Joan Donovan, Critical Internet Studies Institute
[Please note: this is a long read - about 20 minutes, but hopefully worth it….]
Elon Musk has just deployed his media platform to promote Alice Weidel, leader of Germany’s neo-Nazi AFD party weeks before February’s election in Germany.1 This was days after Musk’s opinion piece in a Germany newspaper also supporting the AFD.2
I listened - there was nothing there that anyone should ever repeat, so I won’t. Suffice it to say, it was as at once chilling and toe-curlingly risible as you’d expect to be.

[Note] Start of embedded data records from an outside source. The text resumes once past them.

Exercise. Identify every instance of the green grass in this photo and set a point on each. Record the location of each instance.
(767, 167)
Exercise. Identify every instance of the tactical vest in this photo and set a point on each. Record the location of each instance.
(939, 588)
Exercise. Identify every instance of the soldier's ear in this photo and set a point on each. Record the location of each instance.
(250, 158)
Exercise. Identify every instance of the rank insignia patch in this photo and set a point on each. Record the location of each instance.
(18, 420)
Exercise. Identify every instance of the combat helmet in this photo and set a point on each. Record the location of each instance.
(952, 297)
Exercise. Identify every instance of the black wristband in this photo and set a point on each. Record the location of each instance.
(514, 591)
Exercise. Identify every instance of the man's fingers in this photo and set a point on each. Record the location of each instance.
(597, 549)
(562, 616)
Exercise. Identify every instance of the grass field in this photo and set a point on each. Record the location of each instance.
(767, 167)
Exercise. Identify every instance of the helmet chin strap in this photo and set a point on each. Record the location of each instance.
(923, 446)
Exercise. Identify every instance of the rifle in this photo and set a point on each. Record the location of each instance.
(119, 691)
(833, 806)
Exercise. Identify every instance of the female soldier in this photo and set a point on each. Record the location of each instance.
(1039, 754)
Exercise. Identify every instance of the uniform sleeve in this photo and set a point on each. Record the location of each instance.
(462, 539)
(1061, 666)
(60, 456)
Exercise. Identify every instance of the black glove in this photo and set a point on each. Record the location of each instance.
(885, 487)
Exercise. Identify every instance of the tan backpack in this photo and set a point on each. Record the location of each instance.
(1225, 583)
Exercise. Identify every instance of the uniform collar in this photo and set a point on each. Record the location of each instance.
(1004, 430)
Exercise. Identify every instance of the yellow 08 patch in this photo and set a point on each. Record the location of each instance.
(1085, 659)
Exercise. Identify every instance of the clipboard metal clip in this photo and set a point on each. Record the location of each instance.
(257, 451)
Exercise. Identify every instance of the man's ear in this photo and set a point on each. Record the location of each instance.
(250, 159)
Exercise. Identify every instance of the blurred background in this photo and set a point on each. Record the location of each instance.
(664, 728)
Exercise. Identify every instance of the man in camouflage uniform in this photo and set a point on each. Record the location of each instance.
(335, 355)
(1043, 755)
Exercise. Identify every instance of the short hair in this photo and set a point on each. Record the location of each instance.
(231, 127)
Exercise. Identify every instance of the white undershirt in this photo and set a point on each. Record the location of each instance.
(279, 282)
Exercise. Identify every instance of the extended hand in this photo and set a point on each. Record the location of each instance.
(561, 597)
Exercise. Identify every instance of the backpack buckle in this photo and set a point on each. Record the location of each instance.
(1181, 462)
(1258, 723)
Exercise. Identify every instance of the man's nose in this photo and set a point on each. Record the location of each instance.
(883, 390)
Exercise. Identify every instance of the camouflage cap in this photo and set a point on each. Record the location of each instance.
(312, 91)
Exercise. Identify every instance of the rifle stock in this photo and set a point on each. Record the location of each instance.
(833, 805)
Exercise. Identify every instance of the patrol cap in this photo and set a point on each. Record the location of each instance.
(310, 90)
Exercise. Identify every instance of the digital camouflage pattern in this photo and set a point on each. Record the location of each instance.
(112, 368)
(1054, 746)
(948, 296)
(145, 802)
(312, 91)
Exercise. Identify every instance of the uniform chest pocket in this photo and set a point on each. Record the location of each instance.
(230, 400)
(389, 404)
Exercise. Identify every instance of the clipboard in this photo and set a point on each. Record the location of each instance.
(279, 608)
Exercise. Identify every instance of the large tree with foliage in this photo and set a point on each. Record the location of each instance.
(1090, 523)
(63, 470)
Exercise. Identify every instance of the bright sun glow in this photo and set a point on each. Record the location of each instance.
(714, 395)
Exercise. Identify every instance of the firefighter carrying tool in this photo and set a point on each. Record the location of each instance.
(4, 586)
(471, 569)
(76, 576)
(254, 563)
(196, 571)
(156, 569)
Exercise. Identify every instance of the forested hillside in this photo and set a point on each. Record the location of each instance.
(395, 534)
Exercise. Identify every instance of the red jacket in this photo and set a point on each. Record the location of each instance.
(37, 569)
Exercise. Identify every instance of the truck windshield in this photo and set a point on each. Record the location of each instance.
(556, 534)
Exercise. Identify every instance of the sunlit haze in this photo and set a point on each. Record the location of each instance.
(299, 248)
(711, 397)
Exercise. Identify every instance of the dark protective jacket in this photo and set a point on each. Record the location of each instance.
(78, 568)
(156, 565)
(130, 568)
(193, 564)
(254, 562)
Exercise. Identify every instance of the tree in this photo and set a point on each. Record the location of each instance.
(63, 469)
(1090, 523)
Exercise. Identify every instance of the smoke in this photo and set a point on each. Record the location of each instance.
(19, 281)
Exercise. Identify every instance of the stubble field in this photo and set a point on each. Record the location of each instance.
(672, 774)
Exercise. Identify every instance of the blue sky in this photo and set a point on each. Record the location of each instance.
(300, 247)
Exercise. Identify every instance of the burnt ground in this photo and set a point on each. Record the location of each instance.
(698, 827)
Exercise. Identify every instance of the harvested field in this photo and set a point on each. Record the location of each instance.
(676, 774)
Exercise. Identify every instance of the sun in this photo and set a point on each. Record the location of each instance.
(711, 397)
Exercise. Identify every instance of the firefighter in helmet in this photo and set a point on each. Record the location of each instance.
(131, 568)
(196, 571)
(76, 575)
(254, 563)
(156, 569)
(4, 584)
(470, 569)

And to be clear, the AFD absolutely are neo-Nazis; one especially prominent figure in the party, Björn Höcke, has a recurring habit of slyly quoting Hitler in his speeches.3
Since the US election, in which Elon Musk spent $277 million to secure Trump’s win4, Musk has also:
Floated a huge political donation to UK far right leader Nigel Farage and his Reform UK party - and then denounced him.5
Campaigned for the release of far right racist agitator Tommy Robinson, who is currently serving a UK prison sentence.6
Actively campaigned to delegitimise Wikipedia, which he calls “Wokepedia”7
In light of Musk’s influence and new para-governmental status, all of this appears to fall quite squarely into Joan Donovan’s definition of technofascism.8
Musk, it should be noted, is now the owner of reportedly the world’s largest AI super computer - which he plans to double in size.9
But Elon Musk is hardly an outlier among Silicon Valley oligarchs; he’s just the richest.
Mark Zuckerberg has just announced the extent to which his platforms - that is Facebook, Instagram, Threads and WhatsApp - will be re-calibrated to reflect the values and priorities of the incoming Trump administration.
[Product Placement: get Zuck's watch for $900,000]
Meta fact checkers were simply “too politically biased” - so they’re going.
Restrictions on discussions on topics such as immigration and gender had “gone too far” - so racism, hate speech, and right-wing conspiracies are welcomed back (as if they ever went away) .
It’s true that Meta’s moderation practices have been unfair, opaque and arbitrary; that is inevitable when one person has absolute and unaccountable control over a social media platform.10
But that’s not what this is about:
“We’re going to work with President Trump” to “push back against countries around the world that want to censor more”, like those in Europe.
In other words, Zuckerberg is only too happy to do anything the new administration requires him and his platforms to do.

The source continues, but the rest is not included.